Doch Abenteuer hin oder her, Ordnung muss auch sein, vor jeder Etappe wird durchgezählt. Es sind insgesamt elf Teams, die dieses Mal dabei sind. Sie kommen aus Kanada, England, Neuseeland, Dänemark oder Litauen – und alles hat ein bisschen was von Karneval. Viele haben sich und ihre Rikscha verkleidet. "Team Tiger" und "Team Zebra" sind stilecht im Tierkostüm unterwegs. Michael aus England, immerhin schon 71 Jahre alt, hat sich einen Kreuzritter-Umhang übergeworfen – damit das alles aber nicht zu martialisch oder gar feindselig rüber kommt, haben er und sein Sohn Alex dazu noch eine große Indien-Flagge auf ihre Rikscha gemalt, Startnummer 007.
"Mein Sohn hat mich überredet, mit ihm zusammen teilzunehmen. Das ist ein tolles Abenteuer für uns beide - eine echte Herausforderung."
Kimberley aus Kanada nickt zustimmend.

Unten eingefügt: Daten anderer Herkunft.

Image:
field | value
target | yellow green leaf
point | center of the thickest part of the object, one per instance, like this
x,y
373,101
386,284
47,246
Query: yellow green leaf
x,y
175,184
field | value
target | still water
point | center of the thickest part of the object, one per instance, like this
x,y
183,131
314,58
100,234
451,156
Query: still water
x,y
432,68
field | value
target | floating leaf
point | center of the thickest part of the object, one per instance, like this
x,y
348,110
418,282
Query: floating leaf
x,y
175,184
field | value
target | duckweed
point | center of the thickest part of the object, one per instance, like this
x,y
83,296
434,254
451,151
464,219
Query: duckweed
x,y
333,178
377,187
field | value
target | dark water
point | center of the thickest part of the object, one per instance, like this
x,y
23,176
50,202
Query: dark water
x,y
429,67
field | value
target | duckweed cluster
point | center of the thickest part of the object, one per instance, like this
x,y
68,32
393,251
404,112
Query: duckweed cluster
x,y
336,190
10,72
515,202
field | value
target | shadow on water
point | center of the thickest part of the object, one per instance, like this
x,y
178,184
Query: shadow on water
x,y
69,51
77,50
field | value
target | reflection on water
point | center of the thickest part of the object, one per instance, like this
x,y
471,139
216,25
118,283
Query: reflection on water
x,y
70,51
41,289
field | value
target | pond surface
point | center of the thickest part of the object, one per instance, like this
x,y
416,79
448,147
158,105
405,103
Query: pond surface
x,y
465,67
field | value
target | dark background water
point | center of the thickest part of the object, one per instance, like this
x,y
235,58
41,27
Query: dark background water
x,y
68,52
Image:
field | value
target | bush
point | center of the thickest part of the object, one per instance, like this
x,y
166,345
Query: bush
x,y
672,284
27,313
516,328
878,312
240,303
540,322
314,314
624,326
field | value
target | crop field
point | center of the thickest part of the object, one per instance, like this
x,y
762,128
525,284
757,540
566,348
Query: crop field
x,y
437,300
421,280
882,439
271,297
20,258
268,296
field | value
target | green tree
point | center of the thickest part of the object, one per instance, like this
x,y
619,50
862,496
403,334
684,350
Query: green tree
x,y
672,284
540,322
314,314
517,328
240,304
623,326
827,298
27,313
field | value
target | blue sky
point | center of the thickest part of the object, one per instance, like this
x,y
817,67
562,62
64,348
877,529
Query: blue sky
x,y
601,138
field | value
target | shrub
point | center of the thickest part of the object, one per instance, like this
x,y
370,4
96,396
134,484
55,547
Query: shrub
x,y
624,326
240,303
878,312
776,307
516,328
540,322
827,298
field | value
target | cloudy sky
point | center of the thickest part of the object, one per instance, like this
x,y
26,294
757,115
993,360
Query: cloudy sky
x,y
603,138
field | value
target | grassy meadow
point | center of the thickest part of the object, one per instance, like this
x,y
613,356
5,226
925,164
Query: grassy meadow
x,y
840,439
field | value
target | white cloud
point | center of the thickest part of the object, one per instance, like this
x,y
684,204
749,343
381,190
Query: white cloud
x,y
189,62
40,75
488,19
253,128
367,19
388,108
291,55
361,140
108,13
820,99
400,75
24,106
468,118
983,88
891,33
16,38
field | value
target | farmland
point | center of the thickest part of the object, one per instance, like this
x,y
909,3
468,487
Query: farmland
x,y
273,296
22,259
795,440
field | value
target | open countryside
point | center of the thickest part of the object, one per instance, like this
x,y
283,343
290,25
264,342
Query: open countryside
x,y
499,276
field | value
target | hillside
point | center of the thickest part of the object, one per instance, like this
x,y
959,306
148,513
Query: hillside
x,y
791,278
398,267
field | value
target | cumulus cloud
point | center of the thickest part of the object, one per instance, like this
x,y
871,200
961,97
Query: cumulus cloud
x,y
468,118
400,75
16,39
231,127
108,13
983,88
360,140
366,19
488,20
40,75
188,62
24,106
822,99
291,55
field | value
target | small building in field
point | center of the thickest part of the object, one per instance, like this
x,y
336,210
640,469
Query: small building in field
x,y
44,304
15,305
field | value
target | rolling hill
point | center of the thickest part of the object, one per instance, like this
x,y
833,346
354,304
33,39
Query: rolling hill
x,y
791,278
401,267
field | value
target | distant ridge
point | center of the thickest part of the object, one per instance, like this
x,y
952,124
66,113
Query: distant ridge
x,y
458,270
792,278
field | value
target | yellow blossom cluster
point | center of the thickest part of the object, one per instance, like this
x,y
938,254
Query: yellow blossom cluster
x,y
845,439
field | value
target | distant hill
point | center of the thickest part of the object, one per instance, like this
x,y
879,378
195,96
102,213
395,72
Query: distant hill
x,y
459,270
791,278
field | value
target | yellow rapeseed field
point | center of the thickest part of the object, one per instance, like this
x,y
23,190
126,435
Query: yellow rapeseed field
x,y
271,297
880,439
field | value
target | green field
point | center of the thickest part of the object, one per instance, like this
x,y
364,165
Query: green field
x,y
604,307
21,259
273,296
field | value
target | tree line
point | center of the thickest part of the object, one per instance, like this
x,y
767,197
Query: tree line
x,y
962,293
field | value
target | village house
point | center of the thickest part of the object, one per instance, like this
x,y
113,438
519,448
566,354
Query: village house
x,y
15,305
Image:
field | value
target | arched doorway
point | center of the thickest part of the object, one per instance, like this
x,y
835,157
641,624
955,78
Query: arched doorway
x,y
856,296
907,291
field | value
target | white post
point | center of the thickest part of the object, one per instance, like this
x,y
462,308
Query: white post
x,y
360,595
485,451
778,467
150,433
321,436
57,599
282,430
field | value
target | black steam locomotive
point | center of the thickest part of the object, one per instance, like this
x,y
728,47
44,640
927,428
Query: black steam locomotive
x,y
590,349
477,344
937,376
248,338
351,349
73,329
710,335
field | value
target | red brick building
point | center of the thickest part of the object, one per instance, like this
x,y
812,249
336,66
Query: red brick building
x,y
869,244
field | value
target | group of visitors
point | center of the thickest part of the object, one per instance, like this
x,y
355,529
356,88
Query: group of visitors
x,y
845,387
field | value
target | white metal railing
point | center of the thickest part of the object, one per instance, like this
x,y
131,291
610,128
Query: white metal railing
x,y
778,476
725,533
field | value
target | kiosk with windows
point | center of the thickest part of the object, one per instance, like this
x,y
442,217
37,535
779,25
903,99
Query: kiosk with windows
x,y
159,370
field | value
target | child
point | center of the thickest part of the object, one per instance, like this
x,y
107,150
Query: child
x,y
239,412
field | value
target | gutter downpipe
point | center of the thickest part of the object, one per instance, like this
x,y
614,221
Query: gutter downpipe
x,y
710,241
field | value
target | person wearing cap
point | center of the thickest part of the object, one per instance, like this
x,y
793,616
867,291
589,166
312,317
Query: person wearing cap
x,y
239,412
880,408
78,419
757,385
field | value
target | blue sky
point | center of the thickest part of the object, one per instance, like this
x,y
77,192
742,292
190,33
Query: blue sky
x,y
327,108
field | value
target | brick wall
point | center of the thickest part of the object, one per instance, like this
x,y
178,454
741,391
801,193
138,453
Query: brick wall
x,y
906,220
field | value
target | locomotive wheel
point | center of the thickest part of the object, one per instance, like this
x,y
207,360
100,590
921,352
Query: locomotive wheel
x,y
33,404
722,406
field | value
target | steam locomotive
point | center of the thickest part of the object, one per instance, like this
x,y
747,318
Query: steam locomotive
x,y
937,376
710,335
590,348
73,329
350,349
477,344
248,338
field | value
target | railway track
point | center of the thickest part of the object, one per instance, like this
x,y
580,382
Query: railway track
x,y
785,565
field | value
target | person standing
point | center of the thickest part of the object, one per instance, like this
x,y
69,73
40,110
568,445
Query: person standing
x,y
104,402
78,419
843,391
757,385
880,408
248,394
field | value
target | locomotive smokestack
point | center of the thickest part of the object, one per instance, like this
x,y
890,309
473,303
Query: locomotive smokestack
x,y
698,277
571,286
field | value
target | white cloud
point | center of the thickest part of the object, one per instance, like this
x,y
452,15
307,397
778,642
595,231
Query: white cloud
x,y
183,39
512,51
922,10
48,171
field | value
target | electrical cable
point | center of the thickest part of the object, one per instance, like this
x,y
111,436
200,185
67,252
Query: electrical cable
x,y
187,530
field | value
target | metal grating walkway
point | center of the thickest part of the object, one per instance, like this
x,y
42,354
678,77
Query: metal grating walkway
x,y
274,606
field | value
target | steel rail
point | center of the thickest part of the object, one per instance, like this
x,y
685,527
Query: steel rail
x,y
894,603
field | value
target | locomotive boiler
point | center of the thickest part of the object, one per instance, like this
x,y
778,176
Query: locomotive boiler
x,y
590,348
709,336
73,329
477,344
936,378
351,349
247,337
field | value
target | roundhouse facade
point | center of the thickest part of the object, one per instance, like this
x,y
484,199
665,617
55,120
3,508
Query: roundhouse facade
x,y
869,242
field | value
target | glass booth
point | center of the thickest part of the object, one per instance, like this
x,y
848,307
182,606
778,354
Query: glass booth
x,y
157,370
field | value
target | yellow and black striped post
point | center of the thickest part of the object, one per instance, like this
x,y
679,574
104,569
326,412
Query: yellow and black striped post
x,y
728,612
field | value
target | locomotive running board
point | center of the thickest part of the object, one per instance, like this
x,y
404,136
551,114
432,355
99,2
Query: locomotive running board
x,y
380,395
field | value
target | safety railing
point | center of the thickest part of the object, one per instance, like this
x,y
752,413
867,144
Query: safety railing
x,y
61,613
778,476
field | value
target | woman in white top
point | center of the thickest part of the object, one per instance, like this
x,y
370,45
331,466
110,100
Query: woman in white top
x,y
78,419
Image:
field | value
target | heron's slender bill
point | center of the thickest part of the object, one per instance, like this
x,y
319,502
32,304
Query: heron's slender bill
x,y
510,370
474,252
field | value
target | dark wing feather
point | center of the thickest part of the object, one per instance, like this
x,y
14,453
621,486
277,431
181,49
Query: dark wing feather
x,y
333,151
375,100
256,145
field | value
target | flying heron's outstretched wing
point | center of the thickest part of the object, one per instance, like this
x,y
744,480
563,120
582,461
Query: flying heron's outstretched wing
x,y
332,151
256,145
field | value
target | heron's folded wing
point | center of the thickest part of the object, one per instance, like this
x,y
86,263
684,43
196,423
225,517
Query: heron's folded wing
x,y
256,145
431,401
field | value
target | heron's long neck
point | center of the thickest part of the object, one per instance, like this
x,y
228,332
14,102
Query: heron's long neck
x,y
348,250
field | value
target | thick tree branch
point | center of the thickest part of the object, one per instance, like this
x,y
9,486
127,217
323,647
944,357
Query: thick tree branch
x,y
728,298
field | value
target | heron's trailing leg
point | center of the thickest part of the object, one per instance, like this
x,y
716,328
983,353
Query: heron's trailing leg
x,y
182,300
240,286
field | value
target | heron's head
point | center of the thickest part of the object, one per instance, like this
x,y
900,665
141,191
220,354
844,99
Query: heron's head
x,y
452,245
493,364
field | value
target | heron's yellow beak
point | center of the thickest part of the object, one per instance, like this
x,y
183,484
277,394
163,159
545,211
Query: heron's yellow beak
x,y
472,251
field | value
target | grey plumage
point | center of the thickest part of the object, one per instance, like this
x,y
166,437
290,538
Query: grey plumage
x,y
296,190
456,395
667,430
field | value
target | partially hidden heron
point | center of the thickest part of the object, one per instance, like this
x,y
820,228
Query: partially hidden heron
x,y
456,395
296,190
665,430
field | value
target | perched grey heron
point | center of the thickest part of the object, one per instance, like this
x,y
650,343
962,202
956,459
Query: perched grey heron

Sie ist nicht einmal halb so alt wie Michael, zusammen mit ein paar Freunden hat sie sich für den ungewöhnlichen Road Trip angemeldet. Es ist ihre erste Indien-Reise.
"Wir haben gesagt, wir machen das jetzt einfach - bevor wir zu alt sind, Kinder haben oder ein Haus abbezahlen müssen", sagt sie. "Es ist ein echter Kulturschock und ein Riesen-Spaß."
Wohltätigkeit inklusive
Drei Räder, sieben PS, knatternder Auspuff und ganz viel Charakter – die Motorrikscha ist das wohl indischste aller Verkehrsmittel. Eine Woche lang fahren wir durch den Süden des Subkontinents, bis zu 250 Kilometer pro Tag, Durchschnittsgeschwindigkeit 30 bis 40 km/h. Es geht entlang des Ozeans bis hoch in die nebligen Hill Stations, 1400 Meter über dem Meeresspiegel. In den Haarnadelkurven rattern uns Busse entgegen, Affenfamilien sitzen am Wegesrand und schauen uns hinterher. Die bunten Rikschas sehen zwar gut aus, sind aber natürlich überhaupt nicht für die Langstrecke geeignet.
"Uns ist schon wieder das Benzin ausgegangen, jetzt nehmen wir etwas von eurem Sprit", sagt Morten aus Dänemark und schaut ungläubig auf den defekten Tank seiner Rikscha. Passanten eilen herbei, helfen, das Benzin vom einen zu anderen Fahrzeug zu füllen – angesaugt wird mit dem Mund. Was für eine Hilfsbereitschaft!
Gleich mehrere Reiseveranstalter in Indien bieten die Tuk-Tuk-Touren an, die längste dauert 14 Tage und geht über sage und schreibe 3.500 Kilometer. Die einwöchige Tour kostet etwa 700 Euro pro Person, inklusive Hotels und Fahrzeugmiete - nicht völlig überteuert, aber trotzdem ein gutes Geschäft für die Macher.
Auch mehrere Schulbesuche stehen auf dem Programm. Hunderte Mädchen und Jungen in rotgrauen Schuluniformen begrüßen uns lautstark. Einige Teams haben kleine Geschenke mitgebracht und bereits im Vorfeld der Rallye Spenden gesammelt. Dieser "Charity-Aspekt", wie die Organisatoren das nennen, ist eine wichtige Komponente der Rikscha-Touren.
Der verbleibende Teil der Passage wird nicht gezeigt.